When I set up Reiver Games back in July 2006, after getting some advice from Business Link, a now defunct government scheme to give free advice to new businesses, I chose the sole trader route - technically, Reiver Games was: Jackson Pope trading as Reiver Games.
Since at the time I was only setting up the business to try and sell 100 copies of Border Reivers that I was going to lovingly craft by hand, I wanted to keep things as cheap as possible. Setting up a limited company required paying someone to incorporate it, and then paying every year for employees liability insurance and to get an accountant to audit your books. All costs I could do without.
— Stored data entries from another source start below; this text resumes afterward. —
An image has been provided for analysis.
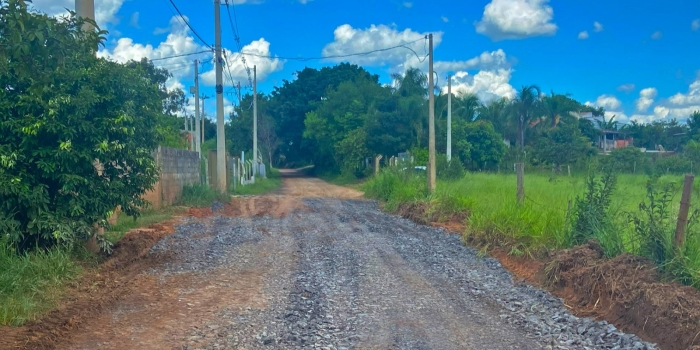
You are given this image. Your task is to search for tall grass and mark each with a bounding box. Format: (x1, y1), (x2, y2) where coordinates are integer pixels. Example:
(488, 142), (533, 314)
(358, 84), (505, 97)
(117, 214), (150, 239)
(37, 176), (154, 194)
(179, 184), (230, 207)
(0, 238), (82, 326)
(363, 169), (700, 288)
(232, 168), (283, 195)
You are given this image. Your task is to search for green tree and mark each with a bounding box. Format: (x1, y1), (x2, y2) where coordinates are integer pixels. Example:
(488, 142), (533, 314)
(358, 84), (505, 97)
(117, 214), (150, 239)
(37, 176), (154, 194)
(0, 1), (160, 250)
(124, 58), (188, 149)
(511, 85), (542, 149)
(459, 121), (506, 171)
(533, 122), (596, 169)
(269, 63), (378, 166)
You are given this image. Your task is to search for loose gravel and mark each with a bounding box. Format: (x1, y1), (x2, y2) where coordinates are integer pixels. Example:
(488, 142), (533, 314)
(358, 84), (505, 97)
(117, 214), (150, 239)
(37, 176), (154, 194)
(143, 197), (657, 350)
Setting up as a sole trader was much easier: open some bank accounts, create a website and tell HMRC (our equivalent of the IRS) that I was now self-employed as well as an employee and job done. As a self-employed person I would also have to start filling in a tax return every year. In the UK if you are just an ordinary wage-slave, paying taxes straight out of your pay cheque every month (PAYE) you don't need to file a tax return, but self-employed people do.
We have to file our tax returns by the end of January the year after the tax year we're filing for. So at the end of this month I have to file a tax return for the tax year from 6th April 2011 to the 5th April 2012. Reiver Games ceased trading in July 2011 and I finally closed all the bank accounts in November 2011, so this is the last time I'll have to file a tax return I hope.
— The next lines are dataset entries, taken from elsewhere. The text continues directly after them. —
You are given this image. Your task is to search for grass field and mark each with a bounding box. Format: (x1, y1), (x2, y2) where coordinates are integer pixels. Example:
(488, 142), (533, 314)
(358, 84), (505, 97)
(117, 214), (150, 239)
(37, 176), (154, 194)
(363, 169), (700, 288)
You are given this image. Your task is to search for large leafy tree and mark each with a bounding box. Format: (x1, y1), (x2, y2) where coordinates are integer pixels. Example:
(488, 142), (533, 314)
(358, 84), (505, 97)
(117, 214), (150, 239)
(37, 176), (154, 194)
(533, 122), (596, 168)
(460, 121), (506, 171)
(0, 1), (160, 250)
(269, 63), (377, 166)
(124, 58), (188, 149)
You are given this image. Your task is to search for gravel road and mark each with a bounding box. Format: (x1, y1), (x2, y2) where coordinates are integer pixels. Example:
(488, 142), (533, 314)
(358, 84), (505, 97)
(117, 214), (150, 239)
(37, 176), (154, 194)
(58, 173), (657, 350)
While I was running Reiver Games (especially during the period when I was doing it full-time) I tried to keep on top of doing my books as I went along, then filing a tax return wasn't too onerous: read some numbers of the annual totals and that was pretty much it. Once I went back to work and Reiver Games was clearly going down the pan it was a bit harder to summon the enthusiasm for staying on top of my books, so filing a tax return turned into frantically catching up on the books, then filing a tax return at the last possible minute. It was like that last January and again this year. I've been doing it during the evenings over the last week or two after The Baby had gone to bed and finally finished and submitted it last night. Theoretically, HMRC will notice I've ceased being self-employed and remove the need to fill in a tax return, though they might need some prodding...
Needless to say, on top of the books, I've got pretty much nothing done on Codename: Vacuum the last couple of weeks, but I've still been having lots of ideas to try out. Now these damn books and tax return are out of the way I'll have to give them a whirl.